For now, they’re waiting and continuing with Maryam’s medical treatment.
“She’s tired and is still in the hospital and she had chemotherapy last week, and today they will give her some vitamins,” Sadeq told CNN on Friday.
Maryam has another big chemotherapy treatment coming up and doctors say they will do everything they can to make sure she’s well enough to travel if she gets permission to leave, the family said.
Dilbireen Muhsin, 2, Iraq
Severe burns disfigured little Dilbireen Muhsin’s face.
The toddler’s family was forced to flee their home to escape the bloodshed brought on by ISIS when they attacked their village in 2014. They’re Yazidis, part of a small community living around Mount Sinjar in Iraq.
Dilbireen’s family found shelter among other displaced Yazidis in a refugee camp, where Dilbireen was born on January 4, 2015. A year later, around Dilbireen’s first birthday, a fire sparked by a malfunctioning gas heater set his crib ablaze. His mother was baking bread outside when her baby’s crib went up in flames, and people nearby rushed to his aid.
Dilbireen was severely burned on his face and feet, but a blanket protected the rest of his body from harm.
Dilbireen arrived in the United States last year to receive medical treatment for his severe burns.
While he now lives with a family in Lansing, Michigan, his parents and baby brother are in their native country, Iraq. They’re making efforts to be by Dilbireen’s side in the United States, but their travel visas were revoked in early January.
President Donald Trump’s travel ban now has them concerned that they won’t be able to get back to Dilbireen and that he might return to Iraq without additional surgeries to improve the function of his face.
Fatemeh Reshad, 4 months, Iran
The travel ban has delayed an Iranian family’s plan to bring their daughter to the United States for potentially lifesaving surgery.
Fatemeh and her family received an all-clear to enter the US for critical surgery, N.Y. Gov. Andrew Cuomo announced Friday.
The family was going to fly to Portland, Oregon, where they have relatives, so Fatemeh could get the treatment she needs. They flew to Dubai, but when they arrived, they were rerouted back to Iran and told to reapply for a US visa in 90 days.
Many state and federal officials have intervened on behalf of the family, a Washington, D.C.-based immigration attorney working on the case, Amber Murray told CNN.

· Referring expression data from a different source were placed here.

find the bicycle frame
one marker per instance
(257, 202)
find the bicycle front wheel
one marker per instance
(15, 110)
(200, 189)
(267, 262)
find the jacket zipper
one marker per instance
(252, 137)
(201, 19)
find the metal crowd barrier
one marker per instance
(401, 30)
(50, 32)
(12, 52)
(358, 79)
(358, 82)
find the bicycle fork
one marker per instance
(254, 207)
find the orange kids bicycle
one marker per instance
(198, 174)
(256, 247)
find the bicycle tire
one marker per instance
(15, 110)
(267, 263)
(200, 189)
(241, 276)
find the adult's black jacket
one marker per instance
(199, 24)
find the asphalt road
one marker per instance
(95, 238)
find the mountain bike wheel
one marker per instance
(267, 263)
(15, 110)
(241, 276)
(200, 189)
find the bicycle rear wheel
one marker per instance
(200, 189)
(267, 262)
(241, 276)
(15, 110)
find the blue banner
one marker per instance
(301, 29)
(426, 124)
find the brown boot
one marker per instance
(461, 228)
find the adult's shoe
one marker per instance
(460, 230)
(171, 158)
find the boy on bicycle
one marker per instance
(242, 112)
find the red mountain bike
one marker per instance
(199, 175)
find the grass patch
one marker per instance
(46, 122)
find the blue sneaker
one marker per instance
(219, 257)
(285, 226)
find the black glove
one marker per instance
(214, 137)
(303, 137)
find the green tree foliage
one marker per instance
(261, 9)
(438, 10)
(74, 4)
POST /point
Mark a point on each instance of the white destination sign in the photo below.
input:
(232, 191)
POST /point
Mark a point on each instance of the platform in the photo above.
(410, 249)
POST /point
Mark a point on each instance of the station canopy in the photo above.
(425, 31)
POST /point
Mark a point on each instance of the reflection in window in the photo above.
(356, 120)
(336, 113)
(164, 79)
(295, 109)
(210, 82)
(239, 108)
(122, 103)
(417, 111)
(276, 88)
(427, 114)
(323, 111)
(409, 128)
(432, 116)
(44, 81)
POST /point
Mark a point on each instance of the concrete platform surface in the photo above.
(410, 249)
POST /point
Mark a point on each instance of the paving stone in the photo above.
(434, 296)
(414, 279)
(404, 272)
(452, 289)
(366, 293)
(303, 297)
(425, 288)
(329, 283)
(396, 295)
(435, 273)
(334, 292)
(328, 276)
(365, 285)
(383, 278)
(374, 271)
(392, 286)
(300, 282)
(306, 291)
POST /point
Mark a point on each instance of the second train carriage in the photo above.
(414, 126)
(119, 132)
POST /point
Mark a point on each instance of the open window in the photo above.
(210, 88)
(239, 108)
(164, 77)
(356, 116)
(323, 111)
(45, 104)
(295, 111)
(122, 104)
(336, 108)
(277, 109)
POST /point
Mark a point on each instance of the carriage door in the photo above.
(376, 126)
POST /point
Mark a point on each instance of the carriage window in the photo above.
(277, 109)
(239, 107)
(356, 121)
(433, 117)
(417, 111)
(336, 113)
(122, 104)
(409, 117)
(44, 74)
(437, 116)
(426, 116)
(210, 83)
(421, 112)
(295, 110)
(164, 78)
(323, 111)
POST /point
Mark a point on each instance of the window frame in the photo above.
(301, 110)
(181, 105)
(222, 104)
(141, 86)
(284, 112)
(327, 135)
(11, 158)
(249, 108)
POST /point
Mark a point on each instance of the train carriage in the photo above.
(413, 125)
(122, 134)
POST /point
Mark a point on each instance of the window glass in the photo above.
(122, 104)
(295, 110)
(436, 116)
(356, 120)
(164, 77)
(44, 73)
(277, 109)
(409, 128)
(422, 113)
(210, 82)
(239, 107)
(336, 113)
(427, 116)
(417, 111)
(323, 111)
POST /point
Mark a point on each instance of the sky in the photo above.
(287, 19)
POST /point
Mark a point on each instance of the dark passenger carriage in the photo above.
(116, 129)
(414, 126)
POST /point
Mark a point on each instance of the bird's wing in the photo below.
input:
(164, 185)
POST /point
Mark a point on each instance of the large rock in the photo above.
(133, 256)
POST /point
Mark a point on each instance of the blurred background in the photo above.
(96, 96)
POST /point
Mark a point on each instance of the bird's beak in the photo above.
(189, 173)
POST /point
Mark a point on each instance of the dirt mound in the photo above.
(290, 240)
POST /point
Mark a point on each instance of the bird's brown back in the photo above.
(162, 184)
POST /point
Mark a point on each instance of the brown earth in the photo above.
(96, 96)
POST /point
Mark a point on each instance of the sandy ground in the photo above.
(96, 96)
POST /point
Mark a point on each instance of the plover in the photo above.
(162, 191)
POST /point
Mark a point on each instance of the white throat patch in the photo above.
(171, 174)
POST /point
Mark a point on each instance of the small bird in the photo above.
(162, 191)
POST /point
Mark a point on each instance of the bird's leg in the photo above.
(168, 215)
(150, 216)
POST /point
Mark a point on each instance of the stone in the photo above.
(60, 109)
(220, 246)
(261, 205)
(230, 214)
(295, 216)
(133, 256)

Attorneys involved with the case worked with State Department officials to help the family obtain an emergency waiver to navigate around the ban.
Mushkaad Abdi, 4, Somalia
Samira Dahir hadn’t seen her 4-year-old daughter, Mushkaad, since she was a few months old.
Dahir had just gotten a visa for herself and her two other daughers when Mushkaad was born. She would have had to start the immigration process over if she remained in Somalia, so she decided instead to leave Mushkaad with a family friend and bring her two other daughters to the United States.
Mushkaad had just gotten her visa and was scheduled to fly to Minnesota on Tuesday, but she wasn’t allowed on the flight because of the travel ban.
US Senators Al Franken and Amy Klobuchar of Minnesota, and new Homeland Security Secretary John Kelly, made direct pleas to have Mushkaad resettled as a refugee.
She was reunited with her mother and two older sisters Thursday.
“It’s been heart-wrenching for Samira and her two older daughters, who have waited to be reunited with Mushkaad since she was an infant,” Franken said in a statement. “I’m very pleased that after far too long of a separation this Minnesota family is now together.”
At a news conference Friday in Minneapolis, Dahir thanked everyone who helped her reunite with her daughter.
“I’m very happy today that my daughter Mushkaad is home,” a tearful Dahir said. “A lot of people had to work to get my daughter.”
Earlier this week, Dahir told CNN affiliate WCCO that she and her older daughters, ages 7 and 8, had decorated a room for their sister and had presents waiting for her.
Now Mushkaad will be able to enjoy it.